Microsoft SQL Server doesn’t share it’s toys well with others. By default, SQL Server Standard will dynamically use up memory based on what resources are available. As a result, it’s fairly common for it to take up ALL available memory on a system and not release it back until the service is restarted. However there are generally other processes running, not to mention the operating system itself, that will run out of memory due to SQL’s greedy ways. This will sometimes result in performance issues and instability.
The way to address this is to limit the amount of memory that Microsoft SQL Standard is allowed to use. By default this limit is set to 2TB of RAM, which is what allows SQL Server Standard to think it can use up all resources.
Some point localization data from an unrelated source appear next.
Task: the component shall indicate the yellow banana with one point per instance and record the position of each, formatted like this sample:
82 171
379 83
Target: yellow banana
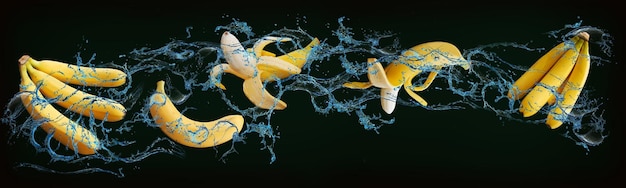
189 132
64 130
430 56
75 100
79 75
571 89
297 58
541 93
537 71
245 64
This limit is set by going to the SQL Server Management Studio and right clicking on the instance name at the top of the Object Explorer and going to “Properties”.
Go to the “Memory” page and see the “Maximum server memory”.
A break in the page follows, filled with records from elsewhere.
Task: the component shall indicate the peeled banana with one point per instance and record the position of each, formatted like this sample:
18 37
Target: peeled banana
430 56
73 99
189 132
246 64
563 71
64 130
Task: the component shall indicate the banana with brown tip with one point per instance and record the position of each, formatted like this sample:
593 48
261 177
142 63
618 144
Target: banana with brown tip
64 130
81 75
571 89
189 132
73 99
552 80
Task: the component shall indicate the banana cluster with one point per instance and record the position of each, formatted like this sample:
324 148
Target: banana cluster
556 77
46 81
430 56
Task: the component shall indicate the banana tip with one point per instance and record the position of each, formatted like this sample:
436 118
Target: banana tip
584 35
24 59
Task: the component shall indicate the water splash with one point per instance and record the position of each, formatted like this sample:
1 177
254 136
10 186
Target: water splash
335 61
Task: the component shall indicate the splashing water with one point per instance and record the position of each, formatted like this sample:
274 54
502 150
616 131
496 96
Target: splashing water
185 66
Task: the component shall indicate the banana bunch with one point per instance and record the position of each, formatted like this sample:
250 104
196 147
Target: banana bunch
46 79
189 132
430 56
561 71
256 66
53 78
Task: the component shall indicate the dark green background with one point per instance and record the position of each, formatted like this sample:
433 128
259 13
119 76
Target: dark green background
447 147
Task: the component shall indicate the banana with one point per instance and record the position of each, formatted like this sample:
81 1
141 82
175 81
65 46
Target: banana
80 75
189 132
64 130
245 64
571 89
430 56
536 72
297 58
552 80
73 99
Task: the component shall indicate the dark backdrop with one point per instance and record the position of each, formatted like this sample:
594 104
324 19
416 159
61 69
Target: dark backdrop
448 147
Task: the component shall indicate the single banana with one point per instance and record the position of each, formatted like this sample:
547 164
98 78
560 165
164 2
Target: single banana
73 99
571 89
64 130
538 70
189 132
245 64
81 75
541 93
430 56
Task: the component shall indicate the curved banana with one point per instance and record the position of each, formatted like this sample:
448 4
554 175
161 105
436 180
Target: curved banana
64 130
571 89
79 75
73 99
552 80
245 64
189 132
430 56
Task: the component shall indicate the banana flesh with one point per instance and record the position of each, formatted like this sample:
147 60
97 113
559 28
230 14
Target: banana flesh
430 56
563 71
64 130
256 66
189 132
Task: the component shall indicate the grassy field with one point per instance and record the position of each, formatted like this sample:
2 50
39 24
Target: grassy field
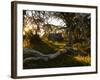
68 59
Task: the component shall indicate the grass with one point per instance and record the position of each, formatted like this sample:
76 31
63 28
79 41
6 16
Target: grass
64 60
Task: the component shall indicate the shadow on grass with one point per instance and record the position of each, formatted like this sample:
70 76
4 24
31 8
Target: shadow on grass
62 60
PLEASE NOTE: This only applies to SOLIDWORKS PDM Professional vaults. SOLIDWORKS PDM Standard uses Microsoft SQL Express, which is limited to only use 1GB of RAM.
So how much RAM should SQL be allowed to use?
Well that depends on a few factors.
- Is this server dedicated for hosting just the SQL Database for PDM or is it also hosting the PDM Archive Server service? If it’s also hosting the Archive Server service then we will need to hold back about 500MB of RAM for that service.
- Is there any other software running on this server? There shouldn’t be. SOLIDWORKS highly recommends that the server hosting the PDM Server services be dedicated for that purpose, however if that is not possible for your situation, you will need to determine what other programs are running on this server and what their RAM requirements should be.
- Are there any other SQL instances running on this server? If the SQL server is only hosting SOLIDWORKS PDM then you won’t need to worry about this, but if there are multiple instances for other softwares, then each instance will need to be configured so that they share the available memory. So for instance if you have 3 SQL instances and determine there is only 10GB of memory that should be made available for SQL, that memory will need to be distributed among each of the instances, setting the maximum value on each so that the total does not exceed the available memory.